I’d felt… safe.
The realization hit me like a physical thing. I’d been locked in that shed, drowning in panic and memories I couldn’t control, and the second his arms closed around me, I’d felt safe.
What the fuck was I supposed to do with that information?
I mean, I’d never be able to look my neighbor in the eyes again, but that was okay, wasn’t it?
What would I even say to him, anyway? Thanks for witnessing my complete mental breakdown? Sorry I used you as a human tissue? Appreciate you not calling for professional help?
So instead, I started planning my avoidance strategy. I’d check for his truck before I left the house. Take the long way to my car. Maybe invest in some good curtains so I wouldn’t accidentally make eye contact through a window.
Perfect. Totally normal. Absolutely the behavior of a well-adjusted adult.
God, I fucking hated that I did this. That I turned everything into a joke before anyone else could. Made myself small and sillyand unthreatening because that was easier than sitting with the weight of it all.
I pressed my palms against my eyes, feeling the headache that had been threatening finally settle in behind my temples.
“Fuck.”
Switching the tap off, I shoved the shower door open and grabbed my towel, wrapping it around myself.
I needed to get dressed. Needed to do something normal. Needed to pretend I was a functional human being who hadn’t just had a complete meltdown in a garden shed.
I walked to my bedroom on rubbery legs. The towel was soft against my skin, still warm from hanging on the heated rail. My hair dripped water down my back.
I caught sight of myself in the full-length mirror by my closet and stopped.
For a long moment, I just stood there, looking at my reflection. At the girl with the wet hair and the exhausted eyes and the too-pale face.
Without conscious thought, my hand moved to the top of the towel where I’d tucked it closed. My fingers hesitated there, then dragging in a deep breath, I pulled it loose and dropped the towel to the floor.
I stared at myself for the longest time, my eyes tracing the ugly patterns I’d drawn on myself.
The scars looked the same as they always did. Pale lines across my abdomen, my breasts, some thin and straight, others thicker where the cuts had been deeper. Each one was a reminder of how badly I’d wanted to disappear. How small I’d felt. How trapped. How convinced I’d been that I was unworthy of anything good.
Even though I desperately wanted to turn away, I made myself keep looking. At the scars that had shaped so much of mylife. At the body I’d learned to keep hidden. At the girl who was so fucking tired of being scared.
And I thought of Cam.
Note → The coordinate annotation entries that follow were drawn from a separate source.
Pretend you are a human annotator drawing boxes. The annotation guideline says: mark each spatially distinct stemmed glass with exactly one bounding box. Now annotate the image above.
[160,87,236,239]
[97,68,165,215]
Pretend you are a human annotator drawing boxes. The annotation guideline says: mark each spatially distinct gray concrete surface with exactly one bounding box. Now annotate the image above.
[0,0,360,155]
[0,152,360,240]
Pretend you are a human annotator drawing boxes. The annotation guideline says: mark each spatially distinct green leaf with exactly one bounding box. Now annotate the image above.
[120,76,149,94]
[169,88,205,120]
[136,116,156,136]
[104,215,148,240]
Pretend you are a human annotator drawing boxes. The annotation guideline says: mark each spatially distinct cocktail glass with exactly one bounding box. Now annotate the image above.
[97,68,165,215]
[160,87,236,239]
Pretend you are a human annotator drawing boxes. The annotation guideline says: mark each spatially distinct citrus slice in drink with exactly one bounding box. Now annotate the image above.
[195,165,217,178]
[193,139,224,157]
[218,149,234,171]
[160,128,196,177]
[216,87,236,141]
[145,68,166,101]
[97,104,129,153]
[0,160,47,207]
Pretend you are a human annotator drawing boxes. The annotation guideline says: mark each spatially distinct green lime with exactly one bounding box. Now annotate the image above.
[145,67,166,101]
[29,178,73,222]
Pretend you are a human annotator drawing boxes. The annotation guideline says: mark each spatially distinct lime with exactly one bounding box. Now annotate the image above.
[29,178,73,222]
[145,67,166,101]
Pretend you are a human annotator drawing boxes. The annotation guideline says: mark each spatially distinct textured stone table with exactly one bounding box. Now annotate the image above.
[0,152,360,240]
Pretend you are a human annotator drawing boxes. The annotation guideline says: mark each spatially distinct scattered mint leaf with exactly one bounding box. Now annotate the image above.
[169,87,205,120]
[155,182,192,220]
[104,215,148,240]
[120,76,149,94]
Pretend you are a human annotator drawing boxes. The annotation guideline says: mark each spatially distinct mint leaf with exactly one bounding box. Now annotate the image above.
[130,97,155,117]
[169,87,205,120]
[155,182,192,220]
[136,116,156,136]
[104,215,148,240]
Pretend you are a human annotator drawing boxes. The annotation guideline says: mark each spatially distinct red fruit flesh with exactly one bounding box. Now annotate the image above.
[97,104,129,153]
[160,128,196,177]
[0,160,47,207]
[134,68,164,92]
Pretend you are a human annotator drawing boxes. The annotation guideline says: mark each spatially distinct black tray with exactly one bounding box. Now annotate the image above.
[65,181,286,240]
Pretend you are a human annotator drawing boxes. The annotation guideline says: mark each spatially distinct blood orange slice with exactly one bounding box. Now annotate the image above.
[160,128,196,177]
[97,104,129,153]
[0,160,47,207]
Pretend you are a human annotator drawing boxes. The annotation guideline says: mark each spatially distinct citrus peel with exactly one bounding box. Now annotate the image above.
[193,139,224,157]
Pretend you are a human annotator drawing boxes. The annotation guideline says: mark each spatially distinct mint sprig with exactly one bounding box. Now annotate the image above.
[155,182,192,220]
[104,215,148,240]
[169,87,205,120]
How he’d held me today. Had seen me completely shatter and hadn’t run. Hadn’t judged. Had just made me feel safe in a moment when nothing else felt safe.
But he hadn’t seen these.
I pressed my palm flat against my stomach, covering the worst of the scarring. Felt the familiar shame settle back into my bones.
I was so tired. Tired of carrying this, of being afraid, of keeping everyone at arm’s length because I couldn’t stand the thought of them seeing what I’d done to myself.
But I didn’t know how to be anything else.
With my head pounding, I turned away from the mirror.
My bed looked like the most appealing thing in the world, so I crawled under the covers and curled up on my side, pulling my knees to my chest.
Tomorrow I’d figure out how to face Cam. Tomorrow I’d deal with whatever this was. Tomorrow I’d try to be a person who had their shit together.
But right now, I just needed to sleep.
CAM
The knock on the door came just after four in the afternoon, when I was on my knees in the playroom, helping Alice look for her missing dinosaur. The one she absolutely needed right that second or the world would end.